Thomas, “The Rock of Chickamauga,” is not well known outside of the ranks of Civil War buffs. It was a battle that also involved another of my favorites, “Fighting Joe” Wheeler, a Confederate cavalryman who was the commander of US forces in Cuba in 1898, where while suffering from a fever, he was heard to admonish subordinates to attack and punish “those damn Yankees!”

So, Saturday will be a fun day for me.

My great grandfather was right in the middle of our family’s military line. Two of my ancestors fought in the Revolutionary War, one in the War of 1812, three in the Civil War (2 generations), one in WWII, my war in Vietnam, and Moleson’s forays into the Gulf make for 7 generations and 9 combat veterans in our history. Only two were killed in action, both in the Civil War.

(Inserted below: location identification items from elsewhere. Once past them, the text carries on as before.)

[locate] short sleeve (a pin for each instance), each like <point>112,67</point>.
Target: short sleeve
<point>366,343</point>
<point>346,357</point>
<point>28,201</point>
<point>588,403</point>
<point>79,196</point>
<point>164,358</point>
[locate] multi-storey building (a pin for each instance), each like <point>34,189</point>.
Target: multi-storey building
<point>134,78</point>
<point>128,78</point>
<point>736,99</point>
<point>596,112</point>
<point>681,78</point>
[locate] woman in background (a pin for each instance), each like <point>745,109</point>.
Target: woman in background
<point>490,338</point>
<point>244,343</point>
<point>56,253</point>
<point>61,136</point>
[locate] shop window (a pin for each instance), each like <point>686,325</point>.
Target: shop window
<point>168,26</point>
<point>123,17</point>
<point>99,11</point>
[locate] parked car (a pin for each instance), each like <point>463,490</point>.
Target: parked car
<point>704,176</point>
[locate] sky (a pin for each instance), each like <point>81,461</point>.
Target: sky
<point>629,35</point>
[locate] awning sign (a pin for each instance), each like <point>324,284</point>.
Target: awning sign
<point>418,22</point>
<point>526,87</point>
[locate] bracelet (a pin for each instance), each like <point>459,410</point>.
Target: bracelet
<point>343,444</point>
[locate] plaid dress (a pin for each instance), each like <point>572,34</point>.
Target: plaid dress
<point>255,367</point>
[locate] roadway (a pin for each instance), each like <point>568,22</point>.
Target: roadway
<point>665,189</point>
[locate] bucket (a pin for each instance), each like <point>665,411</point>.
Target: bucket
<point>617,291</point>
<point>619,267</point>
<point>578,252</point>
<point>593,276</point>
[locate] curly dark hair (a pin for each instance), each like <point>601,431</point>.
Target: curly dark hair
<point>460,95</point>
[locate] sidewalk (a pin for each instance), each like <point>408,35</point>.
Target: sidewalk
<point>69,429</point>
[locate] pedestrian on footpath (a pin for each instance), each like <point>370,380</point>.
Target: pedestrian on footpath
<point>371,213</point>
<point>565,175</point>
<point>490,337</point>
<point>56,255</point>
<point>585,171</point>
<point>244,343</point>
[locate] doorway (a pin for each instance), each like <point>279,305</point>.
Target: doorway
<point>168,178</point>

According to my great grandmother, Lieutenant William Jack, 10th Ohio Cavalry, was WIA near Nashville, Tennessee, on June 19, 1863, and died some 10 days later. The drummer boy of Chickamauga, John Kennedy, later married Effie Rankin Jack, the orphan of Ebenezer Jack.

On April 7, 1863, my great, great grandfather, Quartermaster Sergeant Pleasant Fountain, 6th Kansas Volunteer Cavalry, was KIA in an action against “skirmishers” near Fidelity Missouri. My great, great grandmother was informed that he had been wounded and that she should come to Fort Scott, Kansas from far northeast Hiawatha, Kansas to take him home to recuperate. Loading her four children into a wagon, she set off, spending the nights with scattered homesteads. After a five day journey to Fort Scott, she learned that her husband was dead.

She headed back home with her three sons, ages 10, 8, and 6, and one daughter, age 2—my great grandmother. Late on the second afternoon of her return trip, they approached a farm at which they had stayed only a few days earlier. Something alerted her, and she stopped the wagon in a small draw.

She took the 10-year old aside. “I am going to that farm,” she said. “Now, no matter what you see or hear, if I don’t come back to get you, you hide here, and then get these children home.” (They were about 60 miles from Hiawatha.)

She went up to the farm to find the entire family dead, killed by the skirmishers who had won for Kansas the soubriquet “Bloody Kansas.” She returned to her children, and they drove on into the night.

Setting up a “cold camp,” they settled in for a long dark night. About an hour later, a band of armed men rode into her camp and demanded that she cook for them. She watched as they butchered a cow that she recognized as coming from the devastated farm. An hour before sun up, the men mounted up and rode away, never to be seen by her again. Family tradition has it that she “entertained” part of the force led by Captain William Quantrill. If so, it probably did not include “Bloody Bill” Anderson who would have killed even a defenseless widow and the children of a Yankee.

And then we meet as a presbytery…….

2 comments:

Marlene said...

I am also leaving early to visit the battlefield on Saturday afternoon. If I don't see you at the battlefield we will visit at Signal Mountain.

A Civil War buff myself, my father grew up in Eastern Kansas. The family farm is still in the family, it is just a few miles from where William Quantrill had a land claim and worked as a teacher. One evening my great great grandmother was visiting neighbors when they invited her to stay for dinner. They darkened all the windows and down from the attic came John Brown who was in hiding for his role in the Bloody Kansas war. Shortly after that he left for Harpers Ferry.

Alan said...

I wish I could be at Signal Mountain with you all. I'd love to meet you one on one Mac.